Learning objectives

  • Estimate memory for a tabular Q-table (states × actions × bytes per entry).
  • Relate the scale of real problems (e.g. Backgammon, continuous state) to the infeasibility of tables.
  • Argue why function approximation (linear, neural) is necessary for large or continuous spaces.

Concept and real-world RL

Tabular methods store one value per state (or state-action). When the state space is huge or continuous, this is impossible: Backgammon has on the order of \(10^{20}\) states; a robot with 10 continuous state variables discretized to 100 bins each has \(100^{10}\) cells.

Illustration (Q-table size growth): The number of Q-table entries grows with states × actions. A 10×10 grid has 400 entries; a 100×100 grid has 40,000; Backgammon-scale problems are astronomically larger. The chart below shows Q-table entries (log scale conceptually) for small vs large problems.

Function approximation uses a parameterized function \(Q(s,a; \theta)\) with a fixed number of parameters, so we can represent values for infinitely many states. This is the bridge to deep RL (Volumes 3–5): neural networks are function approximators that generalize from visited states to unseen ones.

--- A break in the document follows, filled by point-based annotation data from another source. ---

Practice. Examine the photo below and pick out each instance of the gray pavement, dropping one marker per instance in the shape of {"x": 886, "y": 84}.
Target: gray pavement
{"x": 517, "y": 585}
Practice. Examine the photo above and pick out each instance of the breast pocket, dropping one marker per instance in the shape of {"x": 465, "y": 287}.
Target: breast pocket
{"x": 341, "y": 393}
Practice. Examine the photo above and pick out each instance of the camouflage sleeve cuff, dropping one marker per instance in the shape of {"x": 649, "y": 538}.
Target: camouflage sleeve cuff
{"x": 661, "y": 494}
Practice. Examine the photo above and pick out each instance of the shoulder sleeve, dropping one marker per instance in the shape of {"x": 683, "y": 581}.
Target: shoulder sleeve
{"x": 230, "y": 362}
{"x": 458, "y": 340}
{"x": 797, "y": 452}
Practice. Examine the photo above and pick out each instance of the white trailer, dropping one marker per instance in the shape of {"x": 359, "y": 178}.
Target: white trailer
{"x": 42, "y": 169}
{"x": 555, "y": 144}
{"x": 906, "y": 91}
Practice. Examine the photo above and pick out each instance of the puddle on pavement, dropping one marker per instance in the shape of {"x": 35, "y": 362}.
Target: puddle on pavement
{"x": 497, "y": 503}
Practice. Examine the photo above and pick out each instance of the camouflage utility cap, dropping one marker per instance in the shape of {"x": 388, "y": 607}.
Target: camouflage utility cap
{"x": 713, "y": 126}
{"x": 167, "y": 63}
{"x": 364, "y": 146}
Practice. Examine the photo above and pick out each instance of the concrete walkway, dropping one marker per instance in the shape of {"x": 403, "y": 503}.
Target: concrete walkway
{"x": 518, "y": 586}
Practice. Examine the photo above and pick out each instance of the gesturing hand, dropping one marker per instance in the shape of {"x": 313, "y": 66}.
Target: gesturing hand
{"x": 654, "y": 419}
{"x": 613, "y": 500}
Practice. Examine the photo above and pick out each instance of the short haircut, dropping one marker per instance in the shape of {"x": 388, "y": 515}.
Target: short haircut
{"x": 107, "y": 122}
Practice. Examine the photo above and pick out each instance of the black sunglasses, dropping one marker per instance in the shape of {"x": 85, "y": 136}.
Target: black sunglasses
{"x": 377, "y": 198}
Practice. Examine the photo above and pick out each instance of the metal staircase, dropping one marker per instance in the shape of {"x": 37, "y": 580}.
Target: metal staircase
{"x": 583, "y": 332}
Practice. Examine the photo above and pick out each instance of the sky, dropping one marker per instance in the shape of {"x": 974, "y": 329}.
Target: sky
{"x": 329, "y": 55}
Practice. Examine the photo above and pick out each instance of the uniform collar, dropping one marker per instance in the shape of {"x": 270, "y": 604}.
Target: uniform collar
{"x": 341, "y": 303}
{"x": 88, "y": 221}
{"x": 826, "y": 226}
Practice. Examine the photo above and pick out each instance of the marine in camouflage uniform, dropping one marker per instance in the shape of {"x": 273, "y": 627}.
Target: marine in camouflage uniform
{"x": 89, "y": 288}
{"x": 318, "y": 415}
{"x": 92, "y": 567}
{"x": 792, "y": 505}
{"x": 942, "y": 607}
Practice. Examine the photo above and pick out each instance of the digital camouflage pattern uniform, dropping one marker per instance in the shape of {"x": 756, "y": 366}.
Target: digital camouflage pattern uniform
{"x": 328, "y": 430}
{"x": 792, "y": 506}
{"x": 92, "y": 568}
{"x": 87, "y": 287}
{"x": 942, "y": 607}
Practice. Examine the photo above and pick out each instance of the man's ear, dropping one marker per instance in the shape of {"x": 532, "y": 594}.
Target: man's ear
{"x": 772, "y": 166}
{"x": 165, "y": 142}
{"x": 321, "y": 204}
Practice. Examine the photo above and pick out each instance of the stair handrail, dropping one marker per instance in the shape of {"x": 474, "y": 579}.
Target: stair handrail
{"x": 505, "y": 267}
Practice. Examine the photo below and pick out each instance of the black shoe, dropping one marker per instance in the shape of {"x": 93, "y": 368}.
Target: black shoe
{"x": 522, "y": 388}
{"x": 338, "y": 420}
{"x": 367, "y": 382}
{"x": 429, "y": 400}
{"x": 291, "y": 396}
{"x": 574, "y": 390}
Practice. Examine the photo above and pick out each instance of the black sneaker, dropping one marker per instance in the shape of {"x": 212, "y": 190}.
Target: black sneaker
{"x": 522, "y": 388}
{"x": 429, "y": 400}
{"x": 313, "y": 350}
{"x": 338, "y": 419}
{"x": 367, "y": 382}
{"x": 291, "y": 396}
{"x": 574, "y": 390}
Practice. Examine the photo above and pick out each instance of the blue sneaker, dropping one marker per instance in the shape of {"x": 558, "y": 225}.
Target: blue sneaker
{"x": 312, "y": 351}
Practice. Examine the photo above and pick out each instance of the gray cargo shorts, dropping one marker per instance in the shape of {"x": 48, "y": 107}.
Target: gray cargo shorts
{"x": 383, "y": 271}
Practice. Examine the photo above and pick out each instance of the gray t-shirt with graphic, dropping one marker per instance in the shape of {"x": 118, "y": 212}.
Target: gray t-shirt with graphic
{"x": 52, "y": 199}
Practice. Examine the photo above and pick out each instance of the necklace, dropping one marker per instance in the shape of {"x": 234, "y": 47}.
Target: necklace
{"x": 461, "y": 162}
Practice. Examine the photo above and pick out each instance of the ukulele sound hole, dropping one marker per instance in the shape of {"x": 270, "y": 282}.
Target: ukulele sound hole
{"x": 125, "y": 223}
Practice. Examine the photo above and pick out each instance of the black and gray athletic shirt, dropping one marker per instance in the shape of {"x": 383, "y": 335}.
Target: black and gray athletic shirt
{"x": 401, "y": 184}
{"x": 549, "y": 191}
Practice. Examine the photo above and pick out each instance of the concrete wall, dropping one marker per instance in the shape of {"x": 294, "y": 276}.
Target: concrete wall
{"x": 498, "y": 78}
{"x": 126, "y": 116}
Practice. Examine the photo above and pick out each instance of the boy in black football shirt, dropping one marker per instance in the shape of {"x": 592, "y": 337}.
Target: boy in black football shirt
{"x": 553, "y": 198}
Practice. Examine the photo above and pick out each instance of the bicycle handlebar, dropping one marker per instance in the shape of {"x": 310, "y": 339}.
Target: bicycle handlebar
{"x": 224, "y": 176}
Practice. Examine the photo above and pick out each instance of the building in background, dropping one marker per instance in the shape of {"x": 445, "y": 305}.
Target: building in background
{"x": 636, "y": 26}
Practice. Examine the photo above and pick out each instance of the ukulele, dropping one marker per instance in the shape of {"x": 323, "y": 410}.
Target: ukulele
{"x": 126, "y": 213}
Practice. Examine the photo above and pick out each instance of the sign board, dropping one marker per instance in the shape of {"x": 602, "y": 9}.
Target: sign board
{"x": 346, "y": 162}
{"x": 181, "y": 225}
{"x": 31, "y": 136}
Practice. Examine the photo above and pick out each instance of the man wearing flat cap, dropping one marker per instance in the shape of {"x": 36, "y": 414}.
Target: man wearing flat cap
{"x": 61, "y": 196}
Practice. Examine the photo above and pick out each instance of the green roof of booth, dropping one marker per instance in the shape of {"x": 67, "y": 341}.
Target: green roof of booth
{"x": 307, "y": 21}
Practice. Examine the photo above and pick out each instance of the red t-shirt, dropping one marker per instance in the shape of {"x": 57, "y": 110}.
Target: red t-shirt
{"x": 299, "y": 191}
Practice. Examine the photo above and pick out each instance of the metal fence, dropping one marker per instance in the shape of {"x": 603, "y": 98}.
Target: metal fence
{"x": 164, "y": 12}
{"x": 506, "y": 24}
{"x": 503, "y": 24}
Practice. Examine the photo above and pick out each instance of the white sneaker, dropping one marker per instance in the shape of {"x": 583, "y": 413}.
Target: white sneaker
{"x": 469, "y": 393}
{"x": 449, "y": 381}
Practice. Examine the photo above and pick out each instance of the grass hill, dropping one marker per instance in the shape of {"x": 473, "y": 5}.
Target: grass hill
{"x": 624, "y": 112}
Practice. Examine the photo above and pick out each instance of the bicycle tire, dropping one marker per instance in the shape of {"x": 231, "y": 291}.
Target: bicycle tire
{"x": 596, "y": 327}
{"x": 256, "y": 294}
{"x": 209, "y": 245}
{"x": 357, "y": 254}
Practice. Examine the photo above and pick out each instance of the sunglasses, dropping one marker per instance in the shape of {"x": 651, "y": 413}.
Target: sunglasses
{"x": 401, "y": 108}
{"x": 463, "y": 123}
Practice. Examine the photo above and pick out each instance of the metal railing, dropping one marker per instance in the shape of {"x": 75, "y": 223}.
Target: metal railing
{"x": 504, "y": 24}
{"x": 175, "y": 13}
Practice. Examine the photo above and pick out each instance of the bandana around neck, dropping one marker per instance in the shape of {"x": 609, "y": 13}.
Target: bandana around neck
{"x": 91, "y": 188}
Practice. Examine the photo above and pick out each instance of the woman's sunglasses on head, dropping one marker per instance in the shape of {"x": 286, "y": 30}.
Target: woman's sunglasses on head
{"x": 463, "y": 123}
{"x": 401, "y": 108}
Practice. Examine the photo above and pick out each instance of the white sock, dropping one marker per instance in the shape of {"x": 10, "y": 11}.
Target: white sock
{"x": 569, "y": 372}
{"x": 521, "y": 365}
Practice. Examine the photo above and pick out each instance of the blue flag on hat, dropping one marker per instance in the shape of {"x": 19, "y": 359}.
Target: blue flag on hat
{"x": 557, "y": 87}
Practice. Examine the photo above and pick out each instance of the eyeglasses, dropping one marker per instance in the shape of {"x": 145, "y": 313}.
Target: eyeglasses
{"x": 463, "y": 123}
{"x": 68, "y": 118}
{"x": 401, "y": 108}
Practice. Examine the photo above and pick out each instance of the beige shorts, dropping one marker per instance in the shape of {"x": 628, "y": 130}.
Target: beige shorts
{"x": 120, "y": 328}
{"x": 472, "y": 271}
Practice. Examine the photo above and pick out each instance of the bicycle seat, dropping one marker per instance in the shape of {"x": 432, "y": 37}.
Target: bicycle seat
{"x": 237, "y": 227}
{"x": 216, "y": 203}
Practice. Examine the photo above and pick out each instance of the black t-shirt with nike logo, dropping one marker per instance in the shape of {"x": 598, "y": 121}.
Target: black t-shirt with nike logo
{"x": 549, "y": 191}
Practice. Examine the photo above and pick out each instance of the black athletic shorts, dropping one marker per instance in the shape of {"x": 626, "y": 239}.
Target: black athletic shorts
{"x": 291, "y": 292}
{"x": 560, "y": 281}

Exercise: Estimate the memory required to store a Q-table for the game of Backgammon (approx. \(10^{20}\) states) with 4-byte floats. Compare this with the memory of a modern computer. Discuss the necessity of function approximation.

Professor’s hints

  • Backgammon: assume \(\approx 10^{20}\) states and a small number of actions (e.g. on the order of 10–100). Q-table size = states × actions × 4 bytes. So roughly \(10^{20} \times 50 \times 4\) bytes ≈ \(2 \times 10^{22}\) bytes. Convert to TB: \(2 \times 10^{22} / 10^{12}\) ≈ \(10^{10}\) TB. A typical computer has 8–64 GB RAM (\(10^9\)–\(10^{10}\) bytes); so the table is astronomically larger.
  • Compare: 1 TB = \(10^{12}\) bytes. Your estimate in TB shows that no physical machine can store the table. Hence we need a compact representation (function approximation).
  • Discussion: function approximation uses a fixed number of parameters (e.g. millions for a neural net) to represent \(Q\) for all states. We learn \(\theta\) from experience so that \(Q(s,a;\theta)\) generalizes to unseen \(s\). Trade-off: we can handle huge spaces but may have approximation error and instability.

Common pitfalls

  • Underestimating state count: Backgammon has many board configurations and dice outcomes; \(10^{20}\) is a common cited order of magnitude. Do not use a tiny number (e.g. 1000) for “Backgammon.”
  • Forgetting actions: Q-table is states × actions. Backgammon has a variable number of legal moves; use an upper bound (e.g. a few hundred) for a rough estimate.
  • Claiming FA has no downsides: Function approximation can diverge, generalize poorly, or forget; it is necessary for scale but introduces new challenges (covered in Volumes 3–5).

Worked solution (warm-up: Q-table size for 10×10 grid)Warm-up: A 10×10 grid has 100 states and 4 actions. How many floats for a Q-table with 4 bytes each? Step 1: Entries = states × actions = 100 × 4 = 400 floats. Step 2: Bytes = 400 × 4 = 1600 bytes. So a small grid is trivial; Backgammon’s \(\approx 10^{20}\) states make a tabular Q-table infeasible, which is why we need function approximation (fixed number of parameters) for large or continuous spaces.

Extra practice

  1. Warm-up: A 10×10 grid has 100 states and 4 actions. How many floats for a Q-table with 4 bytes each? (100 × 4 × 4 = 1600 bytes.)
  2. Coding: Implement a linear function approximator for Q: state s (e.g. 4-dim) → feature vector φ(s) (e.g. identity or tile coding), Q(s,a) = w^T φ(s,a). Train with Q-learning (semi-gradient) on CartPole or a small env. Plot episode return.
  3. Challenge: Estimate the number of parameters in a small neural network that takes a Backgammon state (encoded as a vector of size 100) and outputs Q-values for 50 actions (one hidden layer of 256 units). Compare that number to the tabular size. (E.g. 100×256 + 256×50 ≈ 38k parameters; 38k × 4 bytes ≈ 150 KB.)